I will go back to the levels of anxiety. The access that young people have to being online and to social media has a massive a part to play in that. There is a lot of negativity, in mainstream media and online, around young people. As an organisation, we highlight the good news stories about young people. Other youth work organisations do that particularly well too. Young people say to me, "We are constantly told on the news that we are this or that we are involved in that at the weekend". If they are told that, they will end up doing it, so we want to highlight the positive stories around young people contributing to society. During COVID, young people were the shining lights. Many older people and people in the communities could not have got through COVID without young people's interventions. It is about continuing to highlight those stories. Yes, there is a lot of negativity online, with young people constantly being told that they are doing this or that wrong, but we are trying to flip that to let young people see what they are doing well, and we are really trying to highlight that for wider society, so that people might think, "Do you know what, I can walk down to the shop past that wee crowd of young people. They are just standing there because they have nowhere else to go".
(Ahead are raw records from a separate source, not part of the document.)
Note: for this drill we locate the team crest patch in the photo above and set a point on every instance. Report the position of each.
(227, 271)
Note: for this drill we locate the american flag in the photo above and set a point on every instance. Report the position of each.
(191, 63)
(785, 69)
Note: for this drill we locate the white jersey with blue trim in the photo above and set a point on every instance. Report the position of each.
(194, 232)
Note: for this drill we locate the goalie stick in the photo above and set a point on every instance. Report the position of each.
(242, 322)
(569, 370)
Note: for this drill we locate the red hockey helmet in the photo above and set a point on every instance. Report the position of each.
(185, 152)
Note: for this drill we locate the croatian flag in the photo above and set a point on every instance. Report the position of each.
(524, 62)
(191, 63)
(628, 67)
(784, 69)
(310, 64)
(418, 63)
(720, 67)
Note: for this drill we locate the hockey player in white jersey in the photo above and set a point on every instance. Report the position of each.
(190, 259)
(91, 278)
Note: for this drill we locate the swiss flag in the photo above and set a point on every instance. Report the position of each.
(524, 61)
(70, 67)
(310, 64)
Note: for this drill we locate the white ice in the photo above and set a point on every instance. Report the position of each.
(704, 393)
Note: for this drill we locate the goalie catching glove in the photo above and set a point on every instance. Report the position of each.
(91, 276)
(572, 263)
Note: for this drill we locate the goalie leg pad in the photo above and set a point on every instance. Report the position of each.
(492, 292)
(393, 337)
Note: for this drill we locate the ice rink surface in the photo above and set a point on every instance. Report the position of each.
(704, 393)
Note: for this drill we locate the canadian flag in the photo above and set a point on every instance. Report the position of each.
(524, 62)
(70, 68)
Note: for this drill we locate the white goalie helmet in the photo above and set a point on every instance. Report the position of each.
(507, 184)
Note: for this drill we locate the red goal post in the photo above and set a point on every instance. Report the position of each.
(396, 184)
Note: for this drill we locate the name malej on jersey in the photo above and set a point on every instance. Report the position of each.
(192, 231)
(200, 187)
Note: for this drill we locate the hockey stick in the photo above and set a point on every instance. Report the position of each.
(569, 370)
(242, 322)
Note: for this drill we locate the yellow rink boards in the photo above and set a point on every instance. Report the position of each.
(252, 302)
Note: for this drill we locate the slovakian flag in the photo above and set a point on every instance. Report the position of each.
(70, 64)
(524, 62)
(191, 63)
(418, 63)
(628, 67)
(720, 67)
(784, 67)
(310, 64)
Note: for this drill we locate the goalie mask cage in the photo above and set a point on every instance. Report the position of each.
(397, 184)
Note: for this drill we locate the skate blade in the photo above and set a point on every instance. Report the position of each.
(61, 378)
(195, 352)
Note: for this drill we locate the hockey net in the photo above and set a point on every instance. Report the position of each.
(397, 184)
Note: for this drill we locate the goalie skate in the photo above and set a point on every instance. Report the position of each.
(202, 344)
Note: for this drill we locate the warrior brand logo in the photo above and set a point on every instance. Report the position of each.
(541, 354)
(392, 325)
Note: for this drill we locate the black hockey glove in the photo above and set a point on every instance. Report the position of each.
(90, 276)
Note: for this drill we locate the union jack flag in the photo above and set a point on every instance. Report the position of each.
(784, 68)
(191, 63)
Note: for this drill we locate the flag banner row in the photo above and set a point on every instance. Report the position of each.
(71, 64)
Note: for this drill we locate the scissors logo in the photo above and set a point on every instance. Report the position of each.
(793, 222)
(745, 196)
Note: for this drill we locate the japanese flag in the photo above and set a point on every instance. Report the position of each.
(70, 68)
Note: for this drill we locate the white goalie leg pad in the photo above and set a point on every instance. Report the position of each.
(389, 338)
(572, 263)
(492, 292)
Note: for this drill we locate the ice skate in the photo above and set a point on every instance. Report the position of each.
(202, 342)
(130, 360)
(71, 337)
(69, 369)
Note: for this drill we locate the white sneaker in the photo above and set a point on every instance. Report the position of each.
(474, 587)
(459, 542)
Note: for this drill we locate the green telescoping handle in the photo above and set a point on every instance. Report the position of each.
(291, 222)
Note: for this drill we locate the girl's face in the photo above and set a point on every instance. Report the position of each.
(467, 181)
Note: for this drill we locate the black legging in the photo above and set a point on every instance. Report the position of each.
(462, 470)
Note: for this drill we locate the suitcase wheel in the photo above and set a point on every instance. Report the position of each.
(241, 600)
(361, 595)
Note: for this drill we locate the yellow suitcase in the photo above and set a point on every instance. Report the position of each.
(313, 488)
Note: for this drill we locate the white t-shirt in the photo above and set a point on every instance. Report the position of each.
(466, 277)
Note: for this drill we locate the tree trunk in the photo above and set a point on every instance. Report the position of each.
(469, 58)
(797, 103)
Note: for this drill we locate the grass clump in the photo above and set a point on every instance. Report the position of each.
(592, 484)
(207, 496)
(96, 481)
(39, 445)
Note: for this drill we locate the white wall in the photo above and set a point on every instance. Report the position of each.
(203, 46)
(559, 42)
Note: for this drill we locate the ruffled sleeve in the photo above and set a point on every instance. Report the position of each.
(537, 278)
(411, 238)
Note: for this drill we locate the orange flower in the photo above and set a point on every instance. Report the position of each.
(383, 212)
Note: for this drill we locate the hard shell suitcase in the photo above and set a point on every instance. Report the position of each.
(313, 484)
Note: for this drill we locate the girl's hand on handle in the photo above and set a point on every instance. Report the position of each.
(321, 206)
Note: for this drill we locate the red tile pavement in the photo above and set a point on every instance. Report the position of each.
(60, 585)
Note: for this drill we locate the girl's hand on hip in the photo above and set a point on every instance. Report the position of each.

Ms Sheerin: Thanks for that. You touched on a few things. The whole social media thing when it comes to talking about rights, including the rights to freedom of expression, free speech and all that is an issue. I have dealt with cases where parents have contacted me about bullying situations, people suffering and all of that. It always strikes me that, in the past, somebody might have been bullied at school and that, while it was horrific and really damaging in some cases, there was almost an element of it being contained within the school setting. Now, however, the bullying follows them home and into their bedroom, and it is not always seen or heard. The impact of things such as Snapchat, Instagram and comparison with other young people — I do not know how much you hear about that or about how people's right to say whatever they want can sometimes really affect other people.
The second thing that I wanted to ask about was political participation and whether you are getting feedback from the young people with whom you are involved on the votes at 16 campaign. Do young people want to get involved in that? Have they any interest in politics and can they see themselves getting involved?
Mr Madden: Thank you. Those are two good questions. The first one, 1,000,000%: young people face issues online so much more now. I deliver safeguarding training, and some of the examples that we hear from our members in the community about coercion being used would frighten you. Young people may have shared pictures, and people threaten to show those pictures to their family or friends if they do not pick up money, run drugs or do this or that for them. That is happening in our communities.
On the votes at 16 campaign, I would say that the majority of young people want to lower the voting age to 16. We find that you need to let young people know how wide politics is. You need to let them know that, if they cannot get a job, it is because of politics, and that, if they were able to vote at 16, they might be able to make a difference. It is about letting young people see the wide variety of ways in which having that say could impact on their lives. As a youth organisation, we try in particular to do that.
Yes, I could not agree more about the issue of people having access to getting online. That is one of the biggest issues for young people at the minute.
Ms Sheerin: Thanks so much for that. Again, thanks very much for the work that you do. I appreciate your coming here today; I found that helpful. Keep up the good work.